Despite the re-entry policy by the Ghana Education Service, retaining the girls in school has been difficult.

One will be fortunate to find a girl in this community who completes JHS without getting pregnant.

Almost all the girls between ages 13 and 19 are either pregnant, have delivered, or have been married off, a sad reality that comes knocking at the doors of every girl growing up.

The situation is even worse in the Tazika Bagtua area of the Kasena Nankana West District.

Here, illegal mining (galamsey) activities are a major cause of the pregnancies.

The men who are responsible are mostly illegal miners – popularly known as Galamseyers – from neighboring Burkina Faso.

Meet 15-year-old Matilda, a Form 2 pupil of the Kuliya Junior High School in the Kasena Nankana West District.

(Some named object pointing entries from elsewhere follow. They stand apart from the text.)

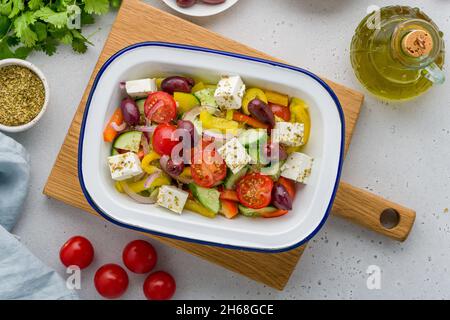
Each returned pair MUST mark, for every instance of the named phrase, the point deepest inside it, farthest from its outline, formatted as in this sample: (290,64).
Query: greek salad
(213,149)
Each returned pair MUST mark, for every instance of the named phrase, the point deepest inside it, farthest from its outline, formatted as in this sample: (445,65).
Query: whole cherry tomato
(164,139)
(139,256)
(280,111)
(159,286)
(160,107)
(77,251)
(207,168)
(111,281)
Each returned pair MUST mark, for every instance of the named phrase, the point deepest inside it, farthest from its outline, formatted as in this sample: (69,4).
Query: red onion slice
(147,129)
(192,114)
(137,197)
(151,178)
(145,145)
(118,128)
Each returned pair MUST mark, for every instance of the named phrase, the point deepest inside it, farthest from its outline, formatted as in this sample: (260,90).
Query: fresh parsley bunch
(27,25)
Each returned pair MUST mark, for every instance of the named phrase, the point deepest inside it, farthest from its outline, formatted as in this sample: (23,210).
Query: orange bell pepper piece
(229,195)
(109,134)
(240,117)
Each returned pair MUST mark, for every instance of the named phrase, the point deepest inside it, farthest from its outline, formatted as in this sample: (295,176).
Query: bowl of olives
(200,8)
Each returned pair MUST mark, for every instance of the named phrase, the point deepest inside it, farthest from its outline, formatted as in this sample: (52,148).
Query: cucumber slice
(273,170)
(206,97)
(252,136)
(208,197)
(114,151)
(140,103)
(231,179)
(248,212)
(186,101)
(130,141)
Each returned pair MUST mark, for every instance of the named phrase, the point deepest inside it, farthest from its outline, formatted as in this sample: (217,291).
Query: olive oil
(397,53)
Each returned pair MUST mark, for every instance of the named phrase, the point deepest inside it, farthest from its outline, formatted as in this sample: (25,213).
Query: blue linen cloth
(22,275)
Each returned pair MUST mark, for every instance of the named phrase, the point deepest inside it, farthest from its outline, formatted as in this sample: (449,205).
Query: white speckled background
(398,151)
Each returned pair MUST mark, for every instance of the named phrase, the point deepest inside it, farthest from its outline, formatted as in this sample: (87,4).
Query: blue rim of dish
(222,53)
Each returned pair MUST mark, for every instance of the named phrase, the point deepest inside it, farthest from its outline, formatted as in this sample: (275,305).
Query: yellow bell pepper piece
(229,114)
(300,113)
(149,158)
(198,87)
(186,173)
(158,82)
(194,206)
(118,187)
(211,86)
(211,122)
(186,101)
(251,94)
(277,98)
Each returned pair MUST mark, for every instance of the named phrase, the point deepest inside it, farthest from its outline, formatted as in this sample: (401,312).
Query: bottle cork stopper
(417,43)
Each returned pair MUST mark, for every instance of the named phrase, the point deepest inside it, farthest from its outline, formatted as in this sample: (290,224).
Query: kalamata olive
(261,111)
(177,84)
(280,197)
(274,152)
(170,167)
(190,129)
(130,111)
(186,3)
(213,1)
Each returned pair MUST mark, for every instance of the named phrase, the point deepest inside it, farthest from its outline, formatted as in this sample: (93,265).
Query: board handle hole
(390,218)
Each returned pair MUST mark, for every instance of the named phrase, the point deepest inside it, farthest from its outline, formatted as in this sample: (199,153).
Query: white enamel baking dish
(312,203)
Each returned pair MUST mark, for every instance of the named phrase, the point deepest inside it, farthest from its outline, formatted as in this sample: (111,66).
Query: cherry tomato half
(160,107)
(139,256)
(159,286)
(289,185)
(280,111)
(111,281)
(77,251)
(254,190)
(162,139)
(207,168)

She narrates how she became pregnant.

“He is a galamsey boy. I asked him to give me money to buy food. In a day he gives me 50 cedis to buy foods for all my family.”

Like Matilda, Vida could not complete her Junior High School education.

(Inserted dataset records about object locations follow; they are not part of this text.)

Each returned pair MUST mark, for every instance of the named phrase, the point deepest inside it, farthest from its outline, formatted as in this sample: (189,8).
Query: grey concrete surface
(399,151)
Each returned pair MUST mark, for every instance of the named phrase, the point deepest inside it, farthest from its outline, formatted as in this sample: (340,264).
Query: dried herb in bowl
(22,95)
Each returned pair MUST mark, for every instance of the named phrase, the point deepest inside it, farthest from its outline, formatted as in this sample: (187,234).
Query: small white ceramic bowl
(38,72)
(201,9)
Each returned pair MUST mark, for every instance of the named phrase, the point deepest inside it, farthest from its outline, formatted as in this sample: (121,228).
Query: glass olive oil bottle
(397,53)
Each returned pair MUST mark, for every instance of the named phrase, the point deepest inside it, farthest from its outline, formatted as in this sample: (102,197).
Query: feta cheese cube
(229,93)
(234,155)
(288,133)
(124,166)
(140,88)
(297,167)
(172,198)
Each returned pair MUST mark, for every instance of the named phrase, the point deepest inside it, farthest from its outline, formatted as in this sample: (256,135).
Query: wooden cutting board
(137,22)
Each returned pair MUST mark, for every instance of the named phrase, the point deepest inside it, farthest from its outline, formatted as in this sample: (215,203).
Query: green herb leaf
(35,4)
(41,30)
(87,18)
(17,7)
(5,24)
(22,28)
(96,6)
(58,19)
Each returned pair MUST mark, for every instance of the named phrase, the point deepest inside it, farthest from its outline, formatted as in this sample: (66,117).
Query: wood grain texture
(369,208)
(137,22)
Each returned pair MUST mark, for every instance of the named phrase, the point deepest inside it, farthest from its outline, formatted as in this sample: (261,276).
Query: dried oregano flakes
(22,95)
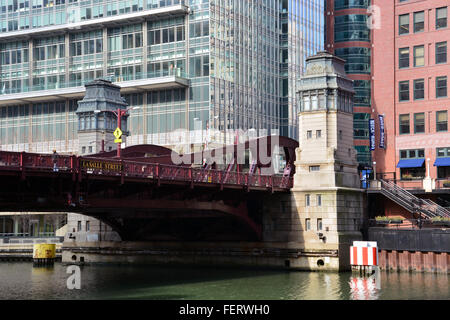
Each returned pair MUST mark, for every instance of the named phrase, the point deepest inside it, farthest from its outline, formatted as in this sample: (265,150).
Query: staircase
(425,207)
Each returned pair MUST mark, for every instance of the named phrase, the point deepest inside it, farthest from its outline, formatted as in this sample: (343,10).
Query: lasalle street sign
(101,165)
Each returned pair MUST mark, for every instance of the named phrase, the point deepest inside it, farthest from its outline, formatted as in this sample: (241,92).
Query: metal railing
(412,203)
(21,161)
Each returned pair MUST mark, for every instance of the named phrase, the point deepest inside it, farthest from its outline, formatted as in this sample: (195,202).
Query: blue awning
(410,163)
(442,162)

She dropped out of school while in her final year.

“I got pregnant when I was in my final year in junior high school. My boyfriend is a galamsey man so he gives me money everyday.

“My education has been cut short because there is no one to take care of my daughter.”

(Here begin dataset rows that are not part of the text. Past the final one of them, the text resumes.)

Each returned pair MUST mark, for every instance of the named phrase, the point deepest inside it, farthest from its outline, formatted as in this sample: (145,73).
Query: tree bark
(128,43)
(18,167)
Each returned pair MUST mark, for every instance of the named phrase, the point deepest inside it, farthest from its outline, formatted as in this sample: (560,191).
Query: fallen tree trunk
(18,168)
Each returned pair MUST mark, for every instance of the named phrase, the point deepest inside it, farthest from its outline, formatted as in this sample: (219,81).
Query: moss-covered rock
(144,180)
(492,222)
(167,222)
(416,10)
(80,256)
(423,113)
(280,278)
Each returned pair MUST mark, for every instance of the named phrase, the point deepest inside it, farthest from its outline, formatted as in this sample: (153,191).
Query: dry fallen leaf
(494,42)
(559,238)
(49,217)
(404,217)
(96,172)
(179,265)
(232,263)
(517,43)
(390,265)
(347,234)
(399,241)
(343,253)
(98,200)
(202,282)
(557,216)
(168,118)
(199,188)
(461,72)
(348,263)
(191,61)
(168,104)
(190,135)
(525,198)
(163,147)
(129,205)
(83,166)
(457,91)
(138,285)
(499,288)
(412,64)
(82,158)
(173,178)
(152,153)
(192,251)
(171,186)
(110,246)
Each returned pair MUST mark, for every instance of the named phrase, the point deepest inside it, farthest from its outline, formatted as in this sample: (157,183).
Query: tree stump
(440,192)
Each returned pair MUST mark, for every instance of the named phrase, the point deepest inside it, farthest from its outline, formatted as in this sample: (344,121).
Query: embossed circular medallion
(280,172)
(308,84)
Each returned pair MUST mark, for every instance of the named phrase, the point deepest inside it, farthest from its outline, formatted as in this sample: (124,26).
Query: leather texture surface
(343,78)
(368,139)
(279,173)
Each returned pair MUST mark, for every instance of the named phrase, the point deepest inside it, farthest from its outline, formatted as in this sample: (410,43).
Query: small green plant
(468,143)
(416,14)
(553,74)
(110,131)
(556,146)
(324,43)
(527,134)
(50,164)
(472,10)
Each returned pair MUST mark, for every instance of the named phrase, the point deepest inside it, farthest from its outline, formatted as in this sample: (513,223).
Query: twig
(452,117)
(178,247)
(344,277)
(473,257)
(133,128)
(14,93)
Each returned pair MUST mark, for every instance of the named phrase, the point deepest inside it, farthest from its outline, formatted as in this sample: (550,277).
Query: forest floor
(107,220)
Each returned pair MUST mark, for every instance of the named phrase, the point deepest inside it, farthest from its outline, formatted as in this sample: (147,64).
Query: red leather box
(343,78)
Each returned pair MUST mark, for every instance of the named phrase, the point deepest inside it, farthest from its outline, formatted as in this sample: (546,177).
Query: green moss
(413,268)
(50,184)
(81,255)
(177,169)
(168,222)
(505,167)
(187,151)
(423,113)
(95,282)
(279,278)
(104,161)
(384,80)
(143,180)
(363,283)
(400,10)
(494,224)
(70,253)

These girls, like their other pregnant counterparts, while growing up had great dreams and aspirations to fulfill.

But these dreams have been dashed as the phenomena seem to be getting out of hand.

Schools are getting empty as most of the children who get pregnant are compelled to drop out of school and marry, militating against the re-entry policy of the Ghana Education Service.

This situation has become a nightmare for School authorities and residents.

Aloah Muniru is the Headteacher of the Tazika/Bagtua Junior High School.

“The galamsey issue is very very bad, it is affecting our studies here or our teaching and learning here because most of the children always leave school and then go for galamsey and they use that money to influence the girls and at the end of it the girls will also become pregnant and then they will leave school.”

Kasena Nankana West Director of Education George B. Woyongo

For the Kasena Nankana West Director of Education, George B. Woyongo, the situation has reached alarming proportions, requiring urgent action.

“It is affecting education because most of these teenage children who get pregnant, they are unable to concentrate on their academic work. Some of them have had to drop from school even though we are putting in efforts to make them stay at school.”

According to the Ghana Health Service, Ghana recorded 542,131 pregnancies among adolescent girls aged 15–19 years and 13,444 pregnancies among young teenagers aged 10–14 years between 2016 and 2020.

In 2022 alone, 102,673 teenagers were reported to be pregnant.

Despite the unending activism of Norsaac’s Power to Youth Programme against unintended pregnancies and other harmful cultural practices in the District, the numbers keep increasing.

“I think the delay in approving and implementing Comprehensive Sexuality Education is still one of the biggest challenges we are having as a country.

“Once we don’t make this effort to happen, we will continue to have young people not having access to information because where do they go? Most of them are in school and teachers need to have information to be able to give to students,” Head of Programme at Norsaac Hafsah Sey Sumani said.

Target 3.7 of the United Nations Sustainable Development Goal 14 aims to ensure universal access to sexual and reproductive health-care services, including family planning, information, and education, and the integration of reproductive health into national strategies and programmes.

If the situation is not improved, it will have adverse impacts on Ghana’s attainment of the SDGs and the medium-term development plan.